I didn't mean to sound cold - I just read Izagirre is out with a broken collarbone - Terrible! -Get well soon, Gorka!


----------



## 9W9W (Apr 5, 2012)

Team Goryl going strong! all this without Froome. 

Pozzovivo and Teklehamenot are complete fails, with something like negative five points between these two. Rohan Dennis will hopefully come through today.


----------



## JSR (Feb 27, 2006)

Unfortunately, Dennis has gone home.


----------



## 9W9W (Apr 5, 2012)

JSR said:


> Unfortunately, Dennis has gone home.


Ha! Way to piss in my cereal man.


----------



## LostViking (Jul 18, 2008)

Argh that smell!

Every old dog must have his day, seems I'm destined to be pack fodder this time around.

How the mighty have fallen!


----------



## il sogno (Jul 15, 2002)

I'm enjoying the race.


----------



## JSR (Feb 27, 2006)

il sogno said:


> I'm enjoying the race.


No doubt! You're en fuego!


----------



## PBL450 (Apr 12, 2014)

il sogno said:


> I'm enjoying the race.


I enjoyed stage 20!


----------



## JSR (Feb 27, 2006)

The Il Sognos hold on FTW in the face of a furious finish by Du Fik Creme thing!


----------



## PJay (May 28, 2004)

Ah, well - middle of the pack.

There is always next year.

LostViking - thanks for setting it up!


----------



## penn_rider (Jul 11, 2009)

Rawr Il Sogno! I came up 30 something points short, might be the closest point wise on RBR. Despite the narrow second place finish, I relish the spanking I put on Viking! 

Great tour, great peeps. Chapeau Il Sogno...


----------



## 9W9W (Apr 5, 2012)

Wow. What a reshuffle in the last two days. What happened? I went from 5th to 10th overnight. I guess Greipel win was weighted heavily?


----------



## Wetworks (Aug 10, 2012)

PJay said:


> Ah, well - middle of the pack.


Same for me, after a really strong first week no less. 

Congrats to the podium finishers!
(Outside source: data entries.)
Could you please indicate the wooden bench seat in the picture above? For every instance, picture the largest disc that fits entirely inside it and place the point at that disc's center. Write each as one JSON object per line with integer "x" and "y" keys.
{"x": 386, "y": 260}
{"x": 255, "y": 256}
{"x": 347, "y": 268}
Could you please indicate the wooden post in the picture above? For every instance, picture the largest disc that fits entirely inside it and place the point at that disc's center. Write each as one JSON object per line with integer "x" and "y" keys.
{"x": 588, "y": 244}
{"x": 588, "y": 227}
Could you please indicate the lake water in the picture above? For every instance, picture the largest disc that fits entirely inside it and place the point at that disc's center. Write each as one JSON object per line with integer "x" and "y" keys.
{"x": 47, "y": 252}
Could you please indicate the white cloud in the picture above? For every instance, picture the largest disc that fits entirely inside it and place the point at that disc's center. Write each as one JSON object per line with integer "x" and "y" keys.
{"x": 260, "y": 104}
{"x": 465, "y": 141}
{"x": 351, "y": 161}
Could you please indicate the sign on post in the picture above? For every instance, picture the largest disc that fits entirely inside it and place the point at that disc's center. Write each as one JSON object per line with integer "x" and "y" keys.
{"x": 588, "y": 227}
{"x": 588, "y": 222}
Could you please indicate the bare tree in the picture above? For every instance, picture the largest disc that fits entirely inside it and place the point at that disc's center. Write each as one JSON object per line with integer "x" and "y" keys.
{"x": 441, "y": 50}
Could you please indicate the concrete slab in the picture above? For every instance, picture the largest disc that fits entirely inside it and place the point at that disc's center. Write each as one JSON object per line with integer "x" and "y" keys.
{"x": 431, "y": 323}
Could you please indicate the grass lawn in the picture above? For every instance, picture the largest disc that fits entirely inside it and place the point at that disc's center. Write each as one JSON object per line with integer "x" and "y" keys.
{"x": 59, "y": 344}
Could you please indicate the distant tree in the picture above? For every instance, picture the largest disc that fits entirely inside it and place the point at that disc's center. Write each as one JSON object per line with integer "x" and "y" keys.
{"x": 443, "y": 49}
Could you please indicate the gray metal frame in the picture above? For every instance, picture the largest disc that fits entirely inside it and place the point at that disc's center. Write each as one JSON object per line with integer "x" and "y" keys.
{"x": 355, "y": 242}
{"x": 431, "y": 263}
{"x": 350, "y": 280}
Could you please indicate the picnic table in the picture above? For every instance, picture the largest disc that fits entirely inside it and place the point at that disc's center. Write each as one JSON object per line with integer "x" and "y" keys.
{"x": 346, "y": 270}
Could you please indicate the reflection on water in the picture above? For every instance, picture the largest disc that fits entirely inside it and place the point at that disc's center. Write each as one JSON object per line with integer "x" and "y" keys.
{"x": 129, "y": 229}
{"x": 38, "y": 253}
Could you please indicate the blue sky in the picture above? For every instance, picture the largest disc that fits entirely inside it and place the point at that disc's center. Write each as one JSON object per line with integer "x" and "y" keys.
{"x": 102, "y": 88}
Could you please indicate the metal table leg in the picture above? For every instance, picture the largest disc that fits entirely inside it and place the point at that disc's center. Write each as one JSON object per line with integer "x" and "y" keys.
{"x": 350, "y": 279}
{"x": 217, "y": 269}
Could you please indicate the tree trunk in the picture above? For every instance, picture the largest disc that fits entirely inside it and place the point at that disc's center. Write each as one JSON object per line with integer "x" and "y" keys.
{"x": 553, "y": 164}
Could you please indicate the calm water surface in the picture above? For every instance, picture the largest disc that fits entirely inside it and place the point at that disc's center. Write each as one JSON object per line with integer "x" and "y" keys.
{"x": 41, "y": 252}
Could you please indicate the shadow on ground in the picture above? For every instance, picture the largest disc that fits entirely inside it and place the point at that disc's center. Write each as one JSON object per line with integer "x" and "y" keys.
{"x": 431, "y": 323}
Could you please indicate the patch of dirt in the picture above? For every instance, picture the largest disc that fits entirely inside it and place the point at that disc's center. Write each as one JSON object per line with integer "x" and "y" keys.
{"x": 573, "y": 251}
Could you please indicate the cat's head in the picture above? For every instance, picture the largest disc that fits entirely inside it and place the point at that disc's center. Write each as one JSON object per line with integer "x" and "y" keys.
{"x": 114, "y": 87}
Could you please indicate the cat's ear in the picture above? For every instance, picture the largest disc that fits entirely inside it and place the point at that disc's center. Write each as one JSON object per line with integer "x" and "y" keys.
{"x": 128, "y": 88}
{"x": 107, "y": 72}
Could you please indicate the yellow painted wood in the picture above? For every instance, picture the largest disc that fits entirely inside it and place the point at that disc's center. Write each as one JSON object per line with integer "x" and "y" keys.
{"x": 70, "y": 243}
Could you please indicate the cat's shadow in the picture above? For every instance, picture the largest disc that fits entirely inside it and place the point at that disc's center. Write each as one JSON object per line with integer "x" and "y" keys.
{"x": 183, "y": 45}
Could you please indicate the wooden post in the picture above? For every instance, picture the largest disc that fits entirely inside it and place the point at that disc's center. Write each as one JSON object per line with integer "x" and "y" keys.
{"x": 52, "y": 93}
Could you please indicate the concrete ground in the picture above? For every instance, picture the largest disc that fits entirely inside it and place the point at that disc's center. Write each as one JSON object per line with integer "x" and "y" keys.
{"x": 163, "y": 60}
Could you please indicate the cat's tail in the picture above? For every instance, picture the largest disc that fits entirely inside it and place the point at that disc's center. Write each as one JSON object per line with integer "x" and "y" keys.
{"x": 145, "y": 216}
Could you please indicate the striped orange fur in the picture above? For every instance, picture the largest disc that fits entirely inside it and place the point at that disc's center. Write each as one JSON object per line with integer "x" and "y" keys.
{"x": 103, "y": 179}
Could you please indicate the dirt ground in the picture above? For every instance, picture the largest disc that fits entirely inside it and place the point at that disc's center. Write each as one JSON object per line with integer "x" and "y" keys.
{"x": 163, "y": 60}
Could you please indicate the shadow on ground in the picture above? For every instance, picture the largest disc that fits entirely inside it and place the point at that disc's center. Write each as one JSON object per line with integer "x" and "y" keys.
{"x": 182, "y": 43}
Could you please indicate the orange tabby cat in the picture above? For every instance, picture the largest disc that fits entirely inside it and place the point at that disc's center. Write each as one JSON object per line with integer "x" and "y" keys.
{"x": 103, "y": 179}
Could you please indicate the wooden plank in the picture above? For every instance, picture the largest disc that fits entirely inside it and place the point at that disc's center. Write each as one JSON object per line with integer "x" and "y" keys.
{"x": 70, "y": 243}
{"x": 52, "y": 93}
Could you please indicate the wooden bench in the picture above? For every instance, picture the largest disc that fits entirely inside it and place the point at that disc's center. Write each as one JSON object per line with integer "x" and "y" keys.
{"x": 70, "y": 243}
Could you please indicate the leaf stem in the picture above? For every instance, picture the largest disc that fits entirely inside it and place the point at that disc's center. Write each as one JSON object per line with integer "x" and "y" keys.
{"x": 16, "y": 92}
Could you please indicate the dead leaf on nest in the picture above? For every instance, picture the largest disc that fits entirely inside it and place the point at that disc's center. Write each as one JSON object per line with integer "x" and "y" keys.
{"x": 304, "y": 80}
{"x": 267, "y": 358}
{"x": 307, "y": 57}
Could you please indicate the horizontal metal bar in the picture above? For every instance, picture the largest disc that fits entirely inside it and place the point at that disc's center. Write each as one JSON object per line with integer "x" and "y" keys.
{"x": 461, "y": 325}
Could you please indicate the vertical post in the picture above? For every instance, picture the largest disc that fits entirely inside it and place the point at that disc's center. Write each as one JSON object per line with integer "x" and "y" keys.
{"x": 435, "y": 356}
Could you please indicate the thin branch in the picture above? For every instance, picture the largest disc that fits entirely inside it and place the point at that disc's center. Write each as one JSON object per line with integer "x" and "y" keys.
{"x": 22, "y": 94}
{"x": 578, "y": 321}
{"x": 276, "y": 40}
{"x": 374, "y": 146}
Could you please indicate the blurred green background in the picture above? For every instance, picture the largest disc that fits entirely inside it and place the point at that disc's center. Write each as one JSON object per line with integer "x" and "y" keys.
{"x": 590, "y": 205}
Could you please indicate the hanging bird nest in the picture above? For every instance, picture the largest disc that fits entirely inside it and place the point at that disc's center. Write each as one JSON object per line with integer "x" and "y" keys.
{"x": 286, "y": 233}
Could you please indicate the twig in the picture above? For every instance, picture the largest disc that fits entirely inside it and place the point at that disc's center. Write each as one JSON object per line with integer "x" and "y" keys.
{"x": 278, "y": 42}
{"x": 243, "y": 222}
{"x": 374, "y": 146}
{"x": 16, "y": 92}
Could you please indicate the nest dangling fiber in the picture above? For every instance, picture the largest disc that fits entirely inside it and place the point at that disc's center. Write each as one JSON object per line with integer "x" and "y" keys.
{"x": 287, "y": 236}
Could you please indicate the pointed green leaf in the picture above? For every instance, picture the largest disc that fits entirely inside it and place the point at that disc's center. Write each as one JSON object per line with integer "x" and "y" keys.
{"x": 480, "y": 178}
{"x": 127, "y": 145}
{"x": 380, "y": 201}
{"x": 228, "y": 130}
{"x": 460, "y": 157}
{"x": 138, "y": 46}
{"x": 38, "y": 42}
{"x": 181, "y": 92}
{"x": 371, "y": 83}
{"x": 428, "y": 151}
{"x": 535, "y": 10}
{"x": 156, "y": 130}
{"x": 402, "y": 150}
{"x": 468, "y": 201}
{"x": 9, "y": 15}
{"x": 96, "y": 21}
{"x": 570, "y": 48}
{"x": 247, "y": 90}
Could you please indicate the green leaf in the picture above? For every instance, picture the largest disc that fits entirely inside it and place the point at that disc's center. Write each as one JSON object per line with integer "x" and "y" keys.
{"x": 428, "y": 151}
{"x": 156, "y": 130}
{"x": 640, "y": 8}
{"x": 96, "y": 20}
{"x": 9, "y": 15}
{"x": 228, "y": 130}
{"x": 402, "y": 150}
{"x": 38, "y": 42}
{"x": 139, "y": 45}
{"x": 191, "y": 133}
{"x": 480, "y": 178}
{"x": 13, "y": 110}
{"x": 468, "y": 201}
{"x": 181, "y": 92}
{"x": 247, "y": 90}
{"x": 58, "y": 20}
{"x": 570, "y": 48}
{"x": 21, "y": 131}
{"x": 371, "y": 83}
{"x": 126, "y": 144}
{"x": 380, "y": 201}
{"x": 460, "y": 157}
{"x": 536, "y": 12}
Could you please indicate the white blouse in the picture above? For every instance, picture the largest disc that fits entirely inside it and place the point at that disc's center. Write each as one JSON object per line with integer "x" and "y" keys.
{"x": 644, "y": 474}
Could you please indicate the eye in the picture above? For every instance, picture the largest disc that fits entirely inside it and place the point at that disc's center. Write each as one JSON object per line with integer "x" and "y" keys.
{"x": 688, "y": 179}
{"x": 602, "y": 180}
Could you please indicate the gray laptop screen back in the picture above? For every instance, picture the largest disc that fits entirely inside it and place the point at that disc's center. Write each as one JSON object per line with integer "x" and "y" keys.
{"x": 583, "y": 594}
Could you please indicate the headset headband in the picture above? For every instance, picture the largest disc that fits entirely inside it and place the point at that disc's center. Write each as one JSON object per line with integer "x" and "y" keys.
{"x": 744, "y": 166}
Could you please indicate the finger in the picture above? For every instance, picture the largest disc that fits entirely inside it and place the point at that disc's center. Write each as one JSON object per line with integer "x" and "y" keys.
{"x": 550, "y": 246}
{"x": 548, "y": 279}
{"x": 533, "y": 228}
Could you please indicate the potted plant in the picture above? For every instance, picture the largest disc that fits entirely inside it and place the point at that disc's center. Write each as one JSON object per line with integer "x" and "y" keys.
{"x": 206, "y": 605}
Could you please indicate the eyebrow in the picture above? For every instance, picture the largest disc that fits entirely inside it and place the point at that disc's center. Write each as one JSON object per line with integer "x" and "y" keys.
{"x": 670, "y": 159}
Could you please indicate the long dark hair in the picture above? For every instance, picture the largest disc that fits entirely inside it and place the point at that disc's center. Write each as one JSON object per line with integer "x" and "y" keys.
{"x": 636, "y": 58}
And thanks LostViking!


----------



## PBL450 (Apr 12, 2014)

Again, that's LostViking! And congratulations Il Sognos! And the podium! I got my first ever TDF stage win and finished top 1/3rd, I'm happy with that... For now.


----------



## il sogno (Jul 15, 2002)

Thank you, thank you. I don't like Froome but I picked him figuring if Nairo or someone else won, I'd be happy either way. That was fun.


----------